Que diriam os Orientais de tudo isto? Que nos contam Pamuk ou Ray sobre a sua oriental superioridade? Contam-nos exactamente o contrário. Que de superioridade, nada. Pamuk ou Ray mostram-nos uma Turquia ou uma Índia onde as mulheres e os homens se deparam essencialmente com os mesmos sonhos e angústias que os de Oslo, Sevilha ou Vancouver: a amizade e o amor, o sucesso, a dignidade, a liberdade, a felicidade e a infelicidade, a aparência e a essência, o destino, a morte e a imortalidade. Os habitantes dos mundos de Pamuk e Ray são na sua diversidade contextual e cultural incrivelmente próximos de nós, são vizinhos de patamar e primos de almoço de Páscoa com quem podemos comungar risos e choros, são irmãos de sangue. Têm as mesmas grandezas e as mesmas fraquezas e as deles ajudam-nos a melhor perceber e resolver as nossas, e suponho que vice-versa. E como como nós têm defeitos, sofrem por vezes de ocidentalismo como nós de orientalismo: um ocidentalismo que Pamuk aborda explicitamente, como estruturante da mentalidade turca nas classes altas, e Ray discreta e ironicamente, através dos tiques britânicos dos seus personagens.

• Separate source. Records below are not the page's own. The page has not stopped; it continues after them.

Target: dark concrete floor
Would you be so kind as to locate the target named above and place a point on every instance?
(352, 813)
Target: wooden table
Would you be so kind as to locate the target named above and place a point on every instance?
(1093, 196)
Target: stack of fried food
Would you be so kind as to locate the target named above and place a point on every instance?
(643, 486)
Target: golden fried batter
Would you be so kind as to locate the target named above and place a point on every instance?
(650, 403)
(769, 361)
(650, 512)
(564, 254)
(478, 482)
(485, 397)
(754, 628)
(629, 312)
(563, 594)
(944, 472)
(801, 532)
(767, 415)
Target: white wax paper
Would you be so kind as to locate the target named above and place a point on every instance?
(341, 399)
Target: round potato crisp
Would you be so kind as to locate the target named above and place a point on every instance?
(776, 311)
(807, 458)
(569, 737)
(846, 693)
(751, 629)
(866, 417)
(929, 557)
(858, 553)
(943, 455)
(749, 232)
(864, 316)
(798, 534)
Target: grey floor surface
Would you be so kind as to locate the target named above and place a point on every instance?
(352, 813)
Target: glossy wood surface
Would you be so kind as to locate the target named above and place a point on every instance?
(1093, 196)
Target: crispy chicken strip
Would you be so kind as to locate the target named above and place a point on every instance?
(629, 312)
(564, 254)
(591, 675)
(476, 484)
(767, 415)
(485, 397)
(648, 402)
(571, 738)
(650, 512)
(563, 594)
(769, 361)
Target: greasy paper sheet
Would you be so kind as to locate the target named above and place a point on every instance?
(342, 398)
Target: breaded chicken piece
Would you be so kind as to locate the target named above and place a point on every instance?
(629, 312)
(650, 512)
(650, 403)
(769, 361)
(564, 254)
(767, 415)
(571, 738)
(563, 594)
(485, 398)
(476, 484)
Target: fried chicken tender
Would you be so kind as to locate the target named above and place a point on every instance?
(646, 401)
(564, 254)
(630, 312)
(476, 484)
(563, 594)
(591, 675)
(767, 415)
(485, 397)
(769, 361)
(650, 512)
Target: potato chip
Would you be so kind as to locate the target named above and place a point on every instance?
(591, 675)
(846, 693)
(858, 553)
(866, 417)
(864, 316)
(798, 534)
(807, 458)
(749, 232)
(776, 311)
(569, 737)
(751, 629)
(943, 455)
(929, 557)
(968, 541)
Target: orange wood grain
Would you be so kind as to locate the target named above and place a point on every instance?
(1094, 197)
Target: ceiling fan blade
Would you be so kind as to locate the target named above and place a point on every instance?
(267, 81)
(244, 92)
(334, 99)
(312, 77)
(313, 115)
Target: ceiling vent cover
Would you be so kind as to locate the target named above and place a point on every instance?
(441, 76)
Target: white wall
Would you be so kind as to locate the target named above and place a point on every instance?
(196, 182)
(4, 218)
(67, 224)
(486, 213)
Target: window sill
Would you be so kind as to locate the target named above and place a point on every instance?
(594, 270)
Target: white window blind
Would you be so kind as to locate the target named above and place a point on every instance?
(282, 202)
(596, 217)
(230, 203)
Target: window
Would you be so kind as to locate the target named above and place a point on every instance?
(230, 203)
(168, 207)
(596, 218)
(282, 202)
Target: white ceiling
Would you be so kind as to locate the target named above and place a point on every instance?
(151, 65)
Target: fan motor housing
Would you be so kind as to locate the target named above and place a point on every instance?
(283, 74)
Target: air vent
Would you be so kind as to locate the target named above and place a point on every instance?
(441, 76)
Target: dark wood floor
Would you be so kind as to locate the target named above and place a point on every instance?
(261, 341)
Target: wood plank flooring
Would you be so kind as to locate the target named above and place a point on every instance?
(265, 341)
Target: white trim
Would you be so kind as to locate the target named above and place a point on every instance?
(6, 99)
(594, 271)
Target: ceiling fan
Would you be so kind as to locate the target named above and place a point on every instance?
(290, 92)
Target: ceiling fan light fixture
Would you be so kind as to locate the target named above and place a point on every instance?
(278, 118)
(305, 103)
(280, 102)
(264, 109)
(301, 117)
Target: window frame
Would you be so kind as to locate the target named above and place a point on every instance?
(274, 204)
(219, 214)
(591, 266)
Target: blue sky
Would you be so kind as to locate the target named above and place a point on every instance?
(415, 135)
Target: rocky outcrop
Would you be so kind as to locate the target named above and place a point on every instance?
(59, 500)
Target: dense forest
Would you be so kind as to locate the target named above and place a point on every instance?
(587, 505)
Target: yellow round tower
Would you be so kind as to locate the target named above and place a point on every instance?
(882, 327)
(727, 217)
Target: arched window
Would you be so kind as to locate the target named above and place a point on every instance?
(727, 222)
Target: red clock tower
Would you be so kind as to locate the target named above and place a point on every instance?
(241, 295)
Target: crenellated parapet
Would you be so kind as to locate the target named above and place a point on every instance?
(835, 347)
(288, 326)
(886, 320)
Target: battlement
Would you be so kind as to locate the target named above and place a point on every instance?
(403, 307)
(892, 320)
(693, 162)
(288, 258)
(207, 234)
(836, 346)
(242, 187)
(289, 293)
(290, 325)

O gosto pelo exotismo não tem em si nada de negativo. O prefixo "exo" refere-se ao exterior e a melhor maneira de crescermos é olhar para fora, aprender e interiorizar. Mas devemos fazê-lo para enriquecer as nossas vidas e não para substituí-las por outras ou pelas de outros. Por isso, a Oriente, rogo aos meus amigos orientalistas que procurem mais os Pamukes e os Rays, e descurem gurus e rimpochés.